Its not onyl sizes that may differ either, there are other things such as the weight, power, the actual way its driven (e.g. does it have wheels or catapilar tracks etc).
All these things effect which parts of the terrain the units can drive on. For example, there may be a narrow canyon that a 3x2x2 unit can travel down but a larger unit can't. Or there may be a steep incline that a powerful or light vehicle with catapilar tracks can get up but other vehicles cannot, etc.
This is a bit problem for pathfinding.... I've used A* successfully in the past but it seems like there are just too many variables for me to be able to use it here.
If size was the only variable then I could create 8 different A* maps, one for 1x1 units, the next for 2x2 units, next for 4x4 etc, up to 256m x 256m units, but that assumes all units are square and doesn't help with other variables such as weight, power, drivetrain etc.
Is there another type of pathfinding algorithm that is better suited?
The only other solution I can think of is to use A* but to calculate the node to node costs (And indeed whether its even possible to get from one node to another) in realtime. This would potentially be computationally expensive but probably do-able.
Any other suggestions?
Thanks in advance.
Members - Reputation: 156
Posted 28 May 2012 - 07:25 PM
There are ways to speed those validation computations up by precalculating data at map generation time.
Things you can store per cell:
- Distance to closest static obstacle, AKA, largest unit size that can stay on the cell.
- Cell slope.
- Average height difference at each edge, AKA, stair-step height when crossing to that neighbour.

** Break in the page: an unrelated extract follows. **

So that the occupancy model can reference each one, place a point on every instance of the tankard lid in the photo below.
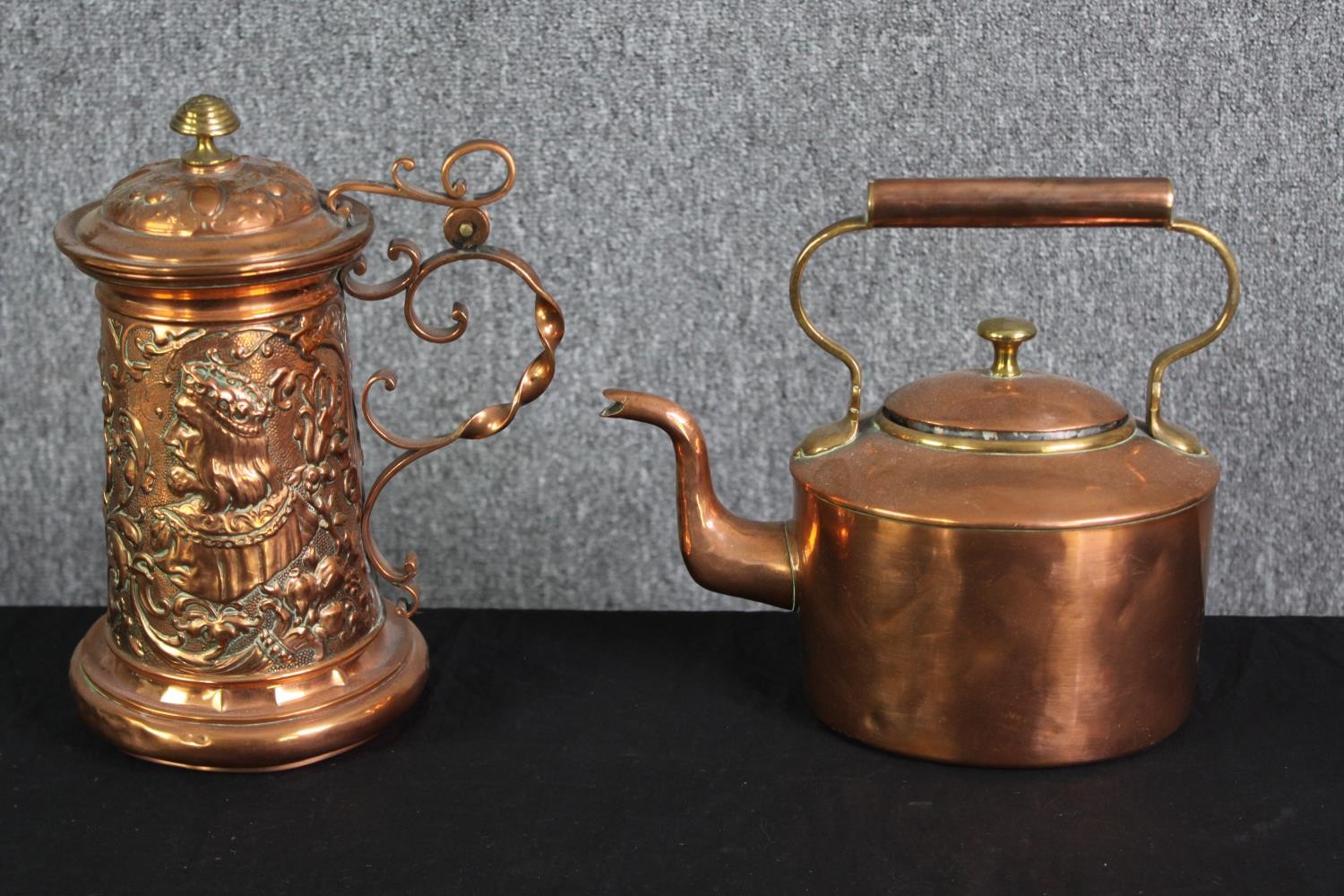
(1003, 408)
(211, 218)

Useful for determining if legged entities can consider that cell accesible or not.
If any of those conditions fail to meet your vehicle requirements for that particular adjacent cell then consider it not connected to the node you are evaluating at that point in your A* search.

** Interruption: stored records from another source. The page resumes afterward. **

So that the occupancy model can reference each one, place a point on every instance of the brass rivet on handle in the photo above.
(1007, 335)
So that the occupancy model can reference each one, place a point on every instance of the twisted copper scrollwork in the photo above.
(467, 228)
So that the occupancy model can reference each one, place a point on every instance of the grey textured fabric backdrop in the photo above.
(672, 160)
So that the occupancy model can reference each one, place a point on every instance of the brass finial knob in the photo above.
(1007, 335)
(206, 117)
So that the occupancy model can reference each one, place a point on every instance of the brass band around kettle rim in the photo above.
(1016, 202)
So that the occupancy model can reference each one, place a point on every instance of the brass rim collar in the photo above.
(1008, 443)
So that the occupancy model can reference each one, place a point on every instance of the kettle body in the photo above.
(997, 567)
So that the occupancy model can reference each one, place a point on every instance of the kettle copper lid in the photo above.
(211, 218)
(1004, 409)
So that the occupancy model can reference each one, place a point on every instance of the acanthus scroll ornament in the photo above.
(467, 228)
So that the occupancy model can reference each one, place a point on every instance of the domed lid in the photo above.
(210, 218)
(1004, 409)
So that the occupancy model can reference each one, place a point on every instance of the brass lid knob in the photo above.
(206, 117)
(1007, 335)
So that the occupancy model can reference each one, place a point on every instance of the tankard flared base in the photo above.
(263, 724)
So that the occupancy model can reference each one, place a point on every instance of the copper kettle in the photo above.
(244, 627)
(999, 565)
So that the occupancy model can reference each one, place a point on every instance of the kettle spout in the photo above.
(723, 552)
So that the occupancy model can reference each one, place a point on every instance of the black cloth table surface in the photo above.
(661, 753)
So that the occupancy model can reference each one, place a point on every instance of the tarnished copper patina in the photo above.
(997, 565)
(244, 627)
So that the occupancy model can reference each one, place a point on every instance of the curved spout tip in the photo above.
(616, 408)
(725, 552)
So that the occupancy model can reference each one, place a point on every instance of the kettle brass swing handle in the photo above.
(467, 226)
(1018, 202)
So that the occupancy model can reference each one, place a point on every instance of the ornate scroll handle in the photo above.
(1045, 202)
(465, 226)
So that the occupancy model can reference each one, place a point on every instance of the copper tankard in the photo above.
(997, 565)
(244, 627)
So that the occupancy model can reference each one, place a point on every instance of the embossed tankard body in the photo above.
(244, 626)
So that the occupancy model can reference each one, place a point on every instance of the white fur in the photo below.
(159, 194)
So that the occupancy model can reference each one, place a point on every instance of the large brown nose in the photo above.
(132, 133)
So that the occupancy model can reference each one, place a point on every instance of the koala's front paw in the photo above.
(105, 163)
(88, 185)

Crossbones+ - Reputation: 2505
Posted 28 May 2012 - 11:36 PM
You could also store some state at each node, e.g. vehicle orientation and speed. This does break the optimality of A* if you handle it wrong, but generally vehicles aren't used in super constrained environments, so an acceptable solution would still be found. If you can quantize your states (e.g. 8 directions and 3 speeds) you could add another dimension to your A* graph which would allow basic problem solving, e.g. cover the same ground multiple times to achieve a goal like 3 point turns or jumping. Alternately you could tag difficult places on your map or detect them automatically and use canned techniques to solve problems, e.g. add a temporary node from your current position to behind you that executes a 3 point turn with cost x.
Members - Reputation: 352
Posted 29 May 2012 - 02:21 AM
I think what you're saying will work.
The only thing to mention is with reference to "Distance to closest static obstacle" is that its not quite that simple as its not clear what an obstacle is. For example, something that is an obstacle for a 3m x 3m vehicle may not be considered an obstacle for a 100m x 100m vehicle that can just drive over it.
But in general I think what you're saying works.... I'll just have to calculate the costs and node connectivity at runtime as opposed to having a nice fast precalculated map of data.
GDNet+ - Reputation: 6279
Posted 01 June 2012 - 08:52 PM
a unit that sits on 6x6 nodes, moves exactly one node to the left, would only have to evaluate 6 nodes for legal movement, as the rest of the 5x6 we were already sitting on, so they must still in theory be legal, a diagnal node would require evaluating 11 nodes, as the other 5x5 nodes are were we used to be sitting.
their are probably potentials for it to be sped up more, but this imo, created a decent result for variable sized units on a fixed sized grid.
as for problem's with terrain movement, that's as nigo said, simple filter's applied to checking if the move is legal.